Interpretive Summary: Drosophila suzukii, spotted-wing drosophila (SWD), a major pest of small fruits and cherries is often managed with conventional insecticides. RNA interference (RNAi) technology has been investigated to develop an alternative control method for SWD. Our previous RNAi work showed that the RNAi efficacy on SWD was limited because double-stranded RNA (dsRNA) (= RNAi material) was degraded by the midgut nuclease (= dsRNA enzyme) before passing through the midgut membrane of the fly. To overcome this obstacle, RNAi directly targets the midgut genes, thus eliminating the need for dsRNA to pass through the midgut membrane. The primary focus of this study is to identify the adult midgut's genes for RNAi targets. We found that 1,921 genes were upregulated, and 1,834 genes were downregulated in the midgut using transcriptomic analysis. We chose ten midgut-specific upregulated genes involved in various biological functions and confirmed the gene expressions.
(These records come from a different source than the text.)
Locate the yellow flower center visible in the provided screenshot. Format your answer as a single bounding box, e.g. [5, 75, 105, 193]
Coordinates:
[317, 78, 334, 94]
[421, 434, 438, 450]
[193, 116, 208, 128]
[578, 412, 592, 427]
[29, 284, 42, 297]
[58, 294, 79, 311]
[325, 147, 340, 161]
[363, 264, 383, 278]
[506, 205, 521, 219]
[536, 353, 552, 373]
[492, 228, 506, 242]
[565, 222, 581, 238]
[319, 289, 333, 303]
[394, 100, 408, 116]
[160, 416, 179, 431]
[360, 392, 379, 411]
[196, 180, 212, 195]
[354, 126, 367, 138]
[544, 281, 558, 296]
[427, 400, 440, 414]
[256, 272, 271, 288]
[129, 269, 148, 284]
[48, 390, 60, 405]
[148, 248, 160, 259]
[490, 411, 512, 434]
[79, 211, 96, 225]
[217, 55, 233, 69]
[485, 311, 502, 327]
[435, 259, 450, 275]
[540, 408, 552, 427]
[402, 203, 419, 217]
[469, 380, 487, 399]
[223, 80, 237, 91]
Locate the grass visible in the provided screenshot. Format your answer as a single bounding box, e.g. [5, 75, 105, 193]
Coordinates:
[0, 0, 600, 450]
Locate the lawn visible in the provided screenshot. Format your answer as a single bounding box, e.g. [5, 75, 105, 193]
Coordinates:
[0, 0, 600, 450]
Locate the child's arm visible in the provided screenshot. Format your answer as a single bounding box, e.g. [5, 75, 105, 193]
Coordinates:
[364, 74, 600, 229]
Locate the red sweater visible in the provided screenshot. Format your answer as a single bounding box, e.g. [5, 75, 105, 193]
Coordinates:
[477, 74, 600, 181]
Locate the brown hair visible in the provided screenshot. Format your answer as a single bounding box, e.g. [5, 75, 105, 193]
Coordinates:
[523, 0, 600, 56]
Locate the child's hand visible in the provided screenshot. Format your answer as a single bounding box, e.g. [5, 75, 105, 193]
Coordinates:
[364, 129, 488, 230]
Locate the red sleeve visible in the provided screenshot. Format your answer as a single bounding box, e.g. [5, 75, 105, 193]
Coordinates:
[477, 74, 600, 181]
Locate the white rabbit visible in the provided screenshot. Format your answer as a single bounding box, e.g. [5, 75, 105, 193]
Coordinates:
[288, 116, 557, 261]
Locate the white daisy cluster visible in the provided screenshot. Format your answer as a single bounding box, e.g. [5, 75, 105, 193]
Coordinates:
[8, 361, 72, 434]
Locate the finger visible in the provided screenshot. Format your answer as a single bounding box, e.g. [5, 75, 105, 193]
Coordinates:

The midgut transcriptome data might be useful in the selection of RNAi targets to develop SWD control methods.

Technical Abstract: Spotted-wing drosophila (SWD), Drosophila suzukii, is a destructive and invasive pest that attacks most small fruits and cherries. The current management for SWD involves the use of conventional insecticides. In an effort to develop a biologically-based control option, the application of RNA interference (RNAi) has been investigated. To develop an RNAi approach, suitable targets must be identified and an efficient delivery method must be developed for introducing the double-stranded RNA (dsRNA) in the midgut. In D. suzukii, we found that dsRNA nucleases are actively degrading dsRNA molecules in the midgut. In this study, we focused on identifying biological targets including RNAi in the fly midgut. The profile of midgut-specific genes was analyzed and compared with the genes in the whole body using transcriptomic analysis. Differential gene expression analysis revealed that 1,921 contigs were upregulated and 1,834 contigs were downregulated in the midgut when compared to genes from other body tissues. We chose ten midgut-specific upregulated genes to investigate as potential biological targets for RNAi, including several G protein-coupled receptors (GPCRs) because insect GPCRs offer great potential for next-generation pest management. Target gene expression was validated using qRT-PCR. In particular, the midgut GPCRs of the diuretic hormone 31 (DH31), neuropeptide F (NPF), toll-9, and adhesion may be good candidates for RNAi or receptor interference (Receptor-i) to develop novel methods for controlling D. suzukii in the future.